PhD Thesis Defence: Renee Goretsky

Date and Time


Via Videoconference


Renee Goretsky a Doctoral student in Rural Studies in the School of Environmental Design and Rural Development will defend her thesis on "Indigenizing Water Governance For Social Justice Development of Mississaugas of the Credit First Nation Water Framework to Indigenize Water Governance within Treaty Lands and Territory".

Examination Committee:
Dr. Sheri Longboat (SEDRD), Advisor
Dr. Kim Anderson (FRAN), Advisory Committee Member
Dr. Nicolas Brunet (SEDRD), Internal Examiner Member
Dr. Alex Latta  (Wilfrid Laurier University), External Examiner
Dr. Karen Landman, SEDRD, Examination Chair 

Advisory Committee:
Dr. Sheri Longboat (SEDRD), Advisor
Dr. Kim Anderson (FRAN), Advisory Committee Member
Dr. John Fitzgibbon (SEDRD), Advisory Committee Member

Thesis Abstract:
This research asked ‘how can water governance systems be Indigenized to achieve social justice for Indigenous peoples in Canada?’ in response to Canadian water governance injustices for Indigenous peoples.
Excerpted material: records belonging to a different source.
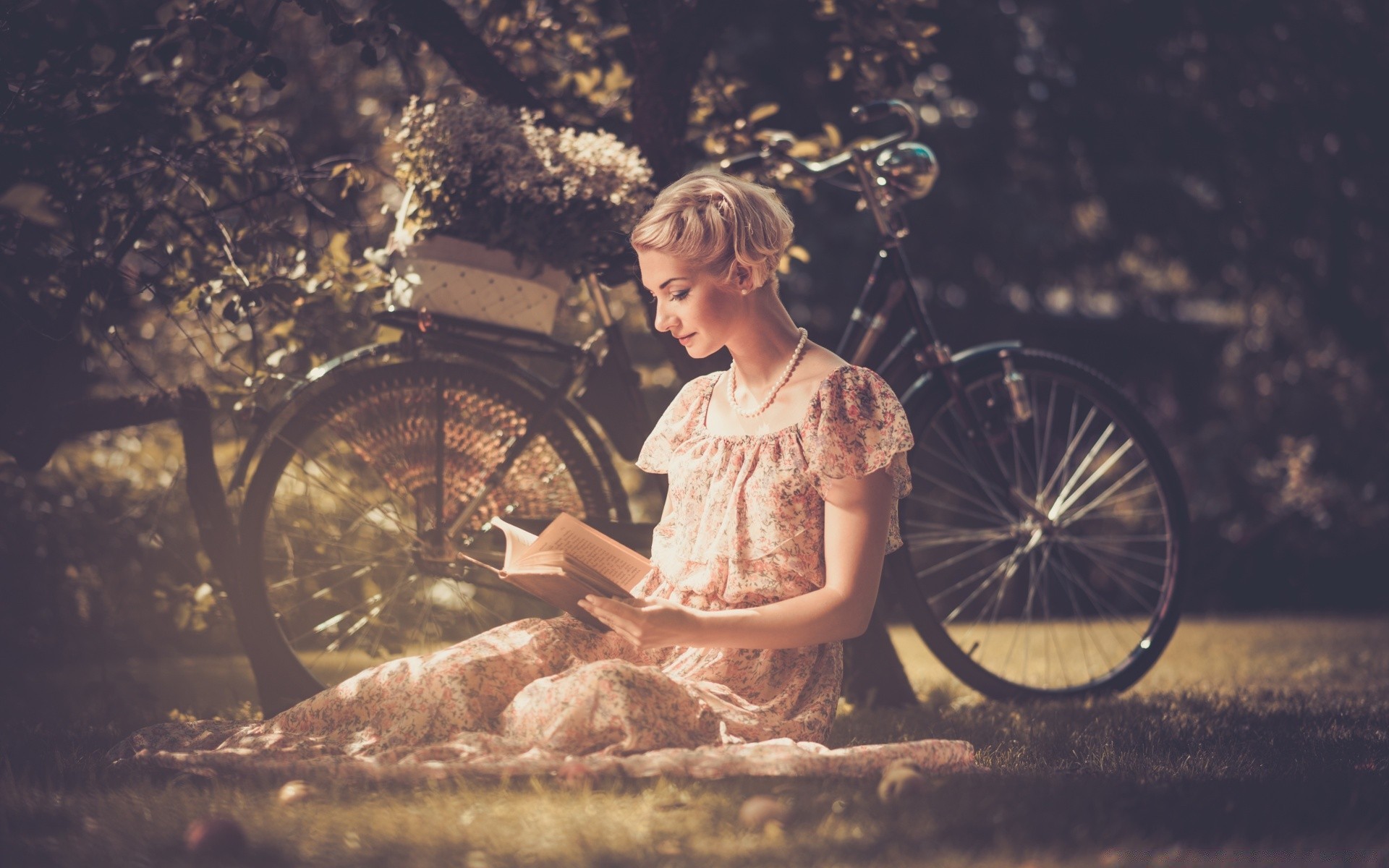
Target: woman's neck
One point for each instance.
(763, 349)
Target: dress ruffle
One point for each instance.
(747, 511)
It applied this question to the Mississauga of the Credit First Nation’s (MCFN) need for developing a water framework to Indigenize water governance within its treaty lands and territory, as a partial resolution to its 2016 Water Claim (Aboriginal Title Claim to Waters within the Traditional Lands of the Mississaugas of the New Credit).
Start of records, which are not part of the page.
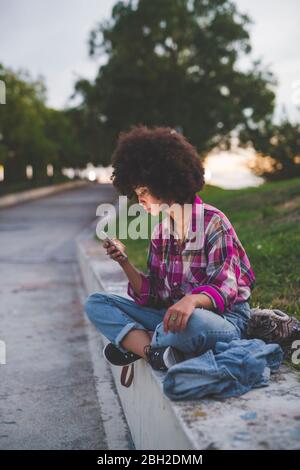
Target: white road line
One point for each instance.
(116, 429)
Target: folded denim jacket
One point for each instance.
(232, 369)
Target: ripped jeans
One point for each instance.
(114, 316)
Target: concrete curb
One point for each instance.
(264, 418)
(24, 196)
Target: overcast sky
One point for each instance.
(49, 38)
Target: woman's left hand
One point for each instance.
(177, 316)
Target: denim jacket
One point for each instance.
(231, 370)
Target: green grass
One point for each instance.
(267, 222)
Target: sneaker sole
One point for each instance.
(117, 365)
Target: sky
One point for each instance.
(49, 38)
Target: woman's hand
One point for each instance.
(115, 254)
(177, 316)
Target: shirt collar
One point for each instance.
(195, 232)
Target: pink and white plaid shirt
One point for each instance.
(216, 265)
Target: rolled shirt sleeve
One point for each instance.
(221, 271)
(148, 294)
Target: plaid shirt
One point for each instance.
(216, 265)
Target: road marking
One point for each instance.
(116, 428)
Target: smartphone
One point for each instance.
(106, 238)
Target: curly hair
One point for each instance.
(159, 158)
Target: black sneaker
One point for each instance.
(115, 356)
(163, 358)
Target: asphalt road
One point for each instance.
(48, 396)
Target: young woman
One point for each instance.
(194, 293)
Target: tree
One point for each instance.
(175, 63)
(278, 147)
(32, 134)
(23, 141)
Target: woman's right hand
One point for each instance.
(115, 254)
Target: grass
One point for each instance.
(267, 222)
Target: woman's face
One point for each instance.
(149, 202)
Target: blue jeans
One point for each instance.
(114, 316)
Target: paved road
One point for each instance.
(48, 396)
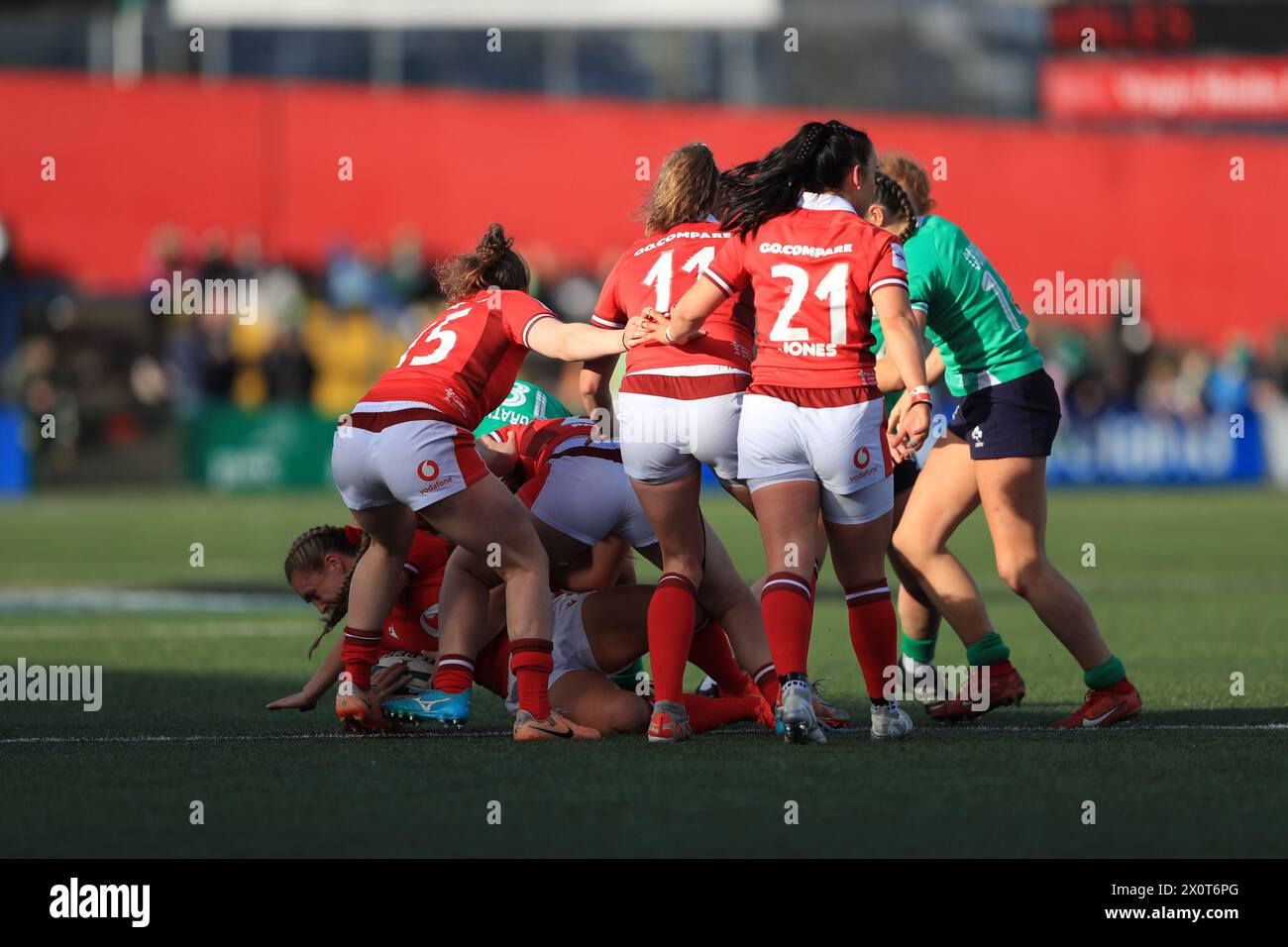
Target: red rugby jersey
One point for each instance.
(812, 270)
(537, 441)
(465, 361)
(656, 272)
(412, 622)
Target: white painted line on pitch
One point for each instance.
(498, 732)
(86, 631)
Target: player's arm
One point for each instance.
(889, 379)
(329, 671)
(576, 342)
(903, 347)
(684, 321)
(500, 457)
(593, 381)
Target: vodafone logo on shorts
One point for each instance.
(428, 471)
(863, 462)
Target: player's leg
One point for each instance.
(373, 585)
(918, 618)
(944, 495)
(489, 522)
(787, 513)
(373, 589)
(1013, 493)
(677, 521)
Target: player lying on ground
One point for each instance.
(407, 450)
(810, 436)
(992, 457)
(580, 496)
(679, 407)
(595, 634)
(318, 569)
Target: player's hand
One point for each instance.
(662, 333)
(389, 681)
(896, 414)
(914, 427)
(900, 451)
(653, 324)
(300, 701)
(636, 333)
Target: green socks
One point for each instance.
(1106, 676)
(921, 652)
(988, 651)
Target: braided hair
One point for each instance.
(307, 554)
(818, 158)
(897, 204)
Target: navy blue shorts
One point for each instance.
(1016, 419)
(906, 474)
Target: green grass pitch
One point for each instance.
(1189, 586)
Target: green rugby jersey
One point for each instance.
(970, 315)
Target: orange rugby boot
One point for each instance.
(1106, 707)
(670, 723)
(1005, 688)
(359, 710)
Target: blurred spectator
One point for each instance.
(288, 372)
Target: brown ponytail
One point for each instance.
(307, 554)
(492, 264)
(911, 176)
(897, 204)
(686, 188)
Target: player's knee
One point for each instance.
(627, 714)
(909, 547)
(1020, 574)
(522, 556)
(687, 565)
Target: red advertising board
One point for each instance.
(1094, 85)
(1196, 218)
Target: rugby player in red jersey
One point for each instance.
(679, 410)
(407, 450)
(318, 569)
(581, 497)
(810, 437)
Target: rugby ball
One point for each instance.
(421, 669)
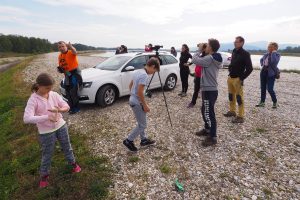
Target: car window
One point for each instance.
(138, 62)
(113, 63)
(170, 59)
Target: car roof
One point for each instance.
(153, 53)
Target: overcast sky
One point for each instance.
(134, 23)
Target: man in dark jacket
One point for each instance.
(239, 69)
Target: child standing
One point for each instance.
(44, 109)
(198, 71)
(138, 104)
(211, 64)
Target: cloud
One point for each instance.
(153, 11)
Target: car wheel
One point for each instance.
(106, 96)
(171, 81)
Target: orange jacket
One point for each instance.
(68, 61)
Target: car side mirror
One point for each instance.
(129, 68)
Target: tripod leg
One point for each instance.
(165, 99)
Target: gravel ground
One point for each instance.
(258, 159)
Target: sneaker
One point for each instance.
(275, 105)
(74, 110)
(209, 141)
(183, 94)
(191, 105)
(147, 142)
(230, 114)
(76, 168)
(44, 181)
(129, 145)
(238, 120)
(203, 132)
(260, 104)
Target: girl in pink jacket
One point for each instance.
(44, 109)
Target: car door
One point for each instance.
(138, 63)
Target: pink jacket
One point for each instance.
(36, 112)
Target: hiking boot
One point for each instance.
(130, 145)
(183, 94)
(191, 105)
(44, 181)
(275, 105)
(147, 142)
(238, 120)
(76, 168)
(260, 104)
(209, 141)
(230, 114)
(203, 132)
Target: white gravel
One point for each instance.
(255, 160)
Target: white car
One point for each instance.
(110, 79)
(226, 58)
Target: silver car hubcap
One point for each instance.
(109, 96)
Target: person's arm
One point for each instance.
(69, 45)
(130, 85)
(202, 61)
(29, 114)
(141, 96)
(248, 66)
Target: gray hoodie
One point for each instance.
(210, 68)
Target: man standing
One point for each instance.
(68, 64)
(239, 69)
(211, 63)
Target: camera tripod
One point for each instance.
(148, 92)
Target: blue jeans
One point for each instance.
(209, 99)
(48, 145)
(140, 116)
(267, 82)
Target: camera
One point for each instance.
(157, 47)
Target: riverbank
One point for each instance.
(255, 160)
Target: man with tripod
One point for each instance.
(138, 104)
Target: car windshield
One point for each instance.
(113, 63)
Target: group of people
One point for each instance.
(45, 106)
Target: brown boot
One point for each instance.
(238, 120)
(230, 114)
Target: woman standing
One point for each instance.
(184, 69)
(173, 51)
(268, 74)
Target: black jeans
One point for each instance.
(196, 89)
(209, 99)
(184, 75)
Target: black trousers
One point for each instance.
(196, 89)
(184, 75)
(209, 99)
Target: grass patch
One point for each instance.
(165, 168)
(20, 153)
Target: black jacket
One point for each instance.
(184, 57)
(240, 65)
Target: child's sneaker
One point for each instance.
(275, 105)
(260, 104)
(76, 168)
(146, 142)
(190, 105)
(130, 145)
(44, 181)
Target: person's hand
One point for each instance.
(146, 108)
(52, 118)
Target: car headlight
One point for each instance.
(87, 84)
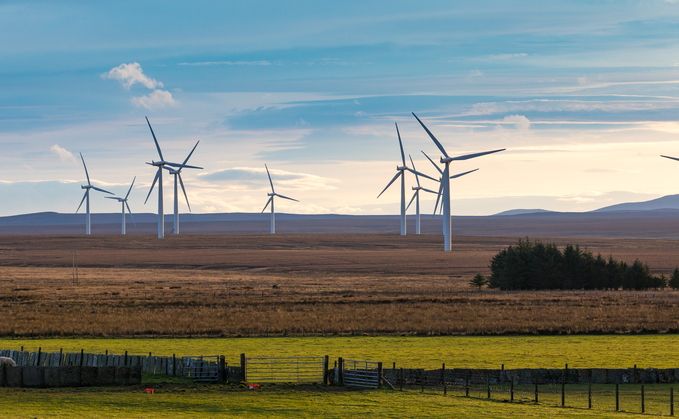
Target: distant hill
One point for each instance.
(669, 202)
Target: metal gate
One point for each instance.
(286, 370)
(201, 368)
(361, 373)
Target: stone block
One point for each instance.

Through an emergent MCFN context-specific research methodology adapted from Kovach’s Indigenous research framework, this research explored MCFN’s water values and how they related to MCFN’s Water Claim to develop a water framework; and it aimed to decolonize constructs of social justice and western water governance.
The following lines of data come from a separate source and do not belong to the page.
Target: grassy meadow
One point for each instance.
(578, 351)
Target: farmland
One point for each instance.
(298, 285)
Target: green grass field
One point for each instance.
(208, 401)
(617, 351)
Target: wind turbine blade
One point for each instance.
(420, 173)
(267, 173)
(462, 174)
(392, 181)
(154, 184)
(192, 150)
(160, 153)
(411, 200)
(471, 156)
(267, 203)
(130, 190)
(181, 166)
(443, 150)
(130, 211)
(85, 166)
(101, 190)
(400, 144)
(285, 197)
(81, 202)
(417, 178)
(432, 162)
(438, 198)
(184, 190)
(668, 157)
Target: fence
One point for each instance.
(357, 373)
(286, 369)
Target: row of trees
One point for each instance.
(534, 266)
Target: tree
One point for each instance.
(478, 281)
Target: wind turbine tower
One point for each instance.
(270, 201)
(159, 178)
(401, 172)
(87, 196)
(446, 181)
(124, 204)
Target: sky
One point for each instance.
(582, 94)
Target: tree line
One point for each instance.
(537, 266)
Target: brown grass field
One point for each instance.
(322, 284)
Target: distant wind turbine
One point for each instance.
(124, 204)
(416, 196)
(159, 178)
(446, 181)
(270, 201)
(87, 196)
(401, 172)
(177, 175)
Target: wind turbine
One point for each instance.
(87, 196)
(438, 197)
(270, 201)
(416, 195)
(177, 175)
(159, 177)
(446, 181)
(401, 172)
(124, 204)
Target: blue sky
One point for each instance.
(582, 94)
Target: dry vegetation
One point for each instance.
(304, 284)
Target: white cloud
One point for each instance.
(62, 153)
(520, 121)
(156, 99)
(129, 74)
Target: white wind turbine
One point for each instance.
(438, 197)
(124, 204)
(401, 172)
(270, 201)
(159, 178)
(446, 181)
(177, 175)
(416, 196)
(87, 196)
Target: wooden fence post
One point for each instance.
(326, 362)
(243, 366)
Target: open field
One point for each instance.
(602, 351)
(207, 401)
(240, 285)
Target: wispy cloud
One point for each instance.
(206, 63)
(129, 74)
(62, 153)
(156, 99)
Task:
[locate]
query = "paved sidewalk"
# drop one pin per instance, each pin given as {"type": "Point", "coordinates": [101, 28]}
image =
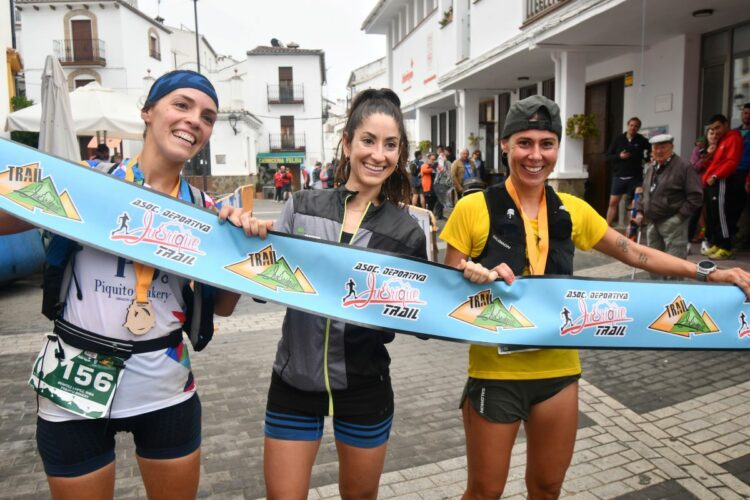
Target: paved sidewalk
{"type": "Point", "coordinates": [653, 424]}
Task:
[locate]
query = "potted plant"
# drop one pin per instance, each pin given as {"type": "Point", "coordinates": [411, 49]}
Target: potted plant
{"type": "Point", "coordinates": [447, 17]}
{"type": "Point", "coordinates": [581, 126]}
{"type": "Point", "coordinates": [474, 140]}
{"type": "Point", "coordinates": [424, 146]}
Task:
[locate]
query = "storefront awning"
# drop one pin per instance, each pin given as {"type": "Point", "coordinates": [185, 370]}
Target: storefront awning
{"type": "Point", "coordinates": [284, 157]}
{"type": "Point", "coordinates": [111, 143]}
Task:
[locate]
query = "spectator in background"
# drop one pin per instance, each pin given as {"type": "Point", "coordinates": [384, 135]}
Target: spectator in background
{"type": "Point", "coordinates": [449, 154]}
{"type": "Point", "coordinates": [427, 175]}
{"type": "Point", "coordinates": [279, 182]}
{"type": "Point", "coordinates": [101, 155]}
{"type": "Point", "coordinates": [626, 154]}
{"type": "Point", "coordinates": [479, 164]}
{"type": "Point", "coordinates": [417, 194]}
{"type": "Point", "coordinates": [700, 158]}
{"type": "Point", "coordinates": [672, 193]}
{"type": "Point", "coordinates": [329, 174]}
{"type": "Point", "coordinates": [461, 170]}
{"type": "Point", "coordinates": [743, 231]}
{"type": "Point", "coordinates": [724, 193]}
{"type": "Point", "coordinates": [317, 184]}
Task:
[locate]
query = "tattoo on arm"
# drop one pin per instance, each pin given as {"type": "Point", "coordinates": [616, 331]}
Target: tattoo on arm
{"type": "Point", "coordinates": [622, 243]}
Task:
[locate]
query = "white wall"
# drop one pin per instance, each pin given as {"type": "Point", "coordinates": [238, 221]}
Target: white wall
{"type": "Point", "coordinates": [492, 23]}
{"type": "Point", "coordinates": [5, 41]}
{"type": "Point", "coordinates": [125, 36]}
{"type": "Point", "coordinates": [238, 150]}
{"type": "Point", "coordinates": [665, 63]}
{"type": "Point", "coordinates": [418, 58]}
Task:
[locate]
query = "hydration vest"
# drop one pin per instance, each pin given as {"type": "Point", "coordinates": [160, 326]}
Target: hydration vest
{"type": "Point", "coordinates": [59, 271]}
{"type": "Point", "coordinates": [507, 239]}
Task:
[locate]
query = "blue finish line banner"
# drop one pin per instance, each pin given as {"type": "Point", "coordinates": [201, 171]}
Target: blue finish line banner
{"type": "Point", "coordinates": [365, 287]}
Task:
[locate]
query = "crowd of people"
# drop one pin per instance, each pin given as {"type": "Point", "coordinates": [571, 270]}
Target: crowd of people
{"type": "Point", "coordinates": [439, 179]}
{"type": "Point", "coordinates": [705, 199]}
{"type": "Point", "coordinates": [329, 368]}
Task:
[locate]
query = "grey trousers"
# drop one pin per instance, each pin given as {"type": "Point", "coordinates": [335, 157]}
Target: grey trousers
{"type": "Point", "coordinates": [670, 236]}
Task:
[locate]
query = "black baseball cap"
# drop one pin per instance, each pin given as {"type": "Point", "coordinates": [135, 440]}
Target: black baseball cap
{"type": "Point", "coordinates": [535, 112]}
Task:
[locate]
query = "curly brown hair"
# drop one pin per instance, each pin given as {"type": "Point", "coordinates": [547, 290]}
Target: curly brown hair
{"type": "Point", "coordinates": [396, 187]}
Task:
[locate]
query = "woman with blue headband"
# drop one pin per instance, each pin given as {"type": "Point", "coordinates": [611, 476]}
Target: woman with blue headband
{"type": "Point", "coordinates": [152, 392]}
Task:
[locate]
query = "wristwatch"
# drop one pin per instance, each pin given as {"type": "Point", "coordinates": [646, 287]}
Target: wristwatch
{"type": "Point", "coordinates": [703, 269]}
Using qualitative community-based participatory research methods, the key findings, underpinned by a literature-based conceptual framework, were: 1)  MCFN’s water values were multi-faceted and interdependent within plural and intersecting Indigenous identities shaped by historical and contemporary colonial influences and Indigenous resistances; 2) The meanings of MCFN’s Water Claim, correlating to their water values, were:  Healing Ourselves by reconnecting with our Anishinaabe culture; Protecting the water: having a say; and Sustaining Ourselves by reclaiming our inherent, Aboriginal title and treaty rights; 3) MCFN’s multi-dimensional Water Framework, based on the Water Claim meanings, centralized Water is Life and embraced principles, objectives and suggested actions for MCFN’s implementation; 4) MCFN’s Water Framework for social justice as reconciliation related to MCFN’s agency in reclaiming and reconstituting its rights, culture and voice within respectful relationships and social transformations rather than Fraser’s model of economic (re)distribution, political representation and cultural recognition; and 5) MCFN’s Water Framework reconceptualized the resource-based Canadian water governance system to values of interconnectedness, respect, and responsibilities. This was how MCFN saw itself Indigenizing water governance within its treaty lands and territory; and contributing to the larger water governance Indigenizing movements.

The research was significant because it directly addressed a community need, expanded on Indigenous research methodologies, and decolonized western constructs to shift the power hierarchy between the colonizer and Indigenous peoples towards respectful relationships.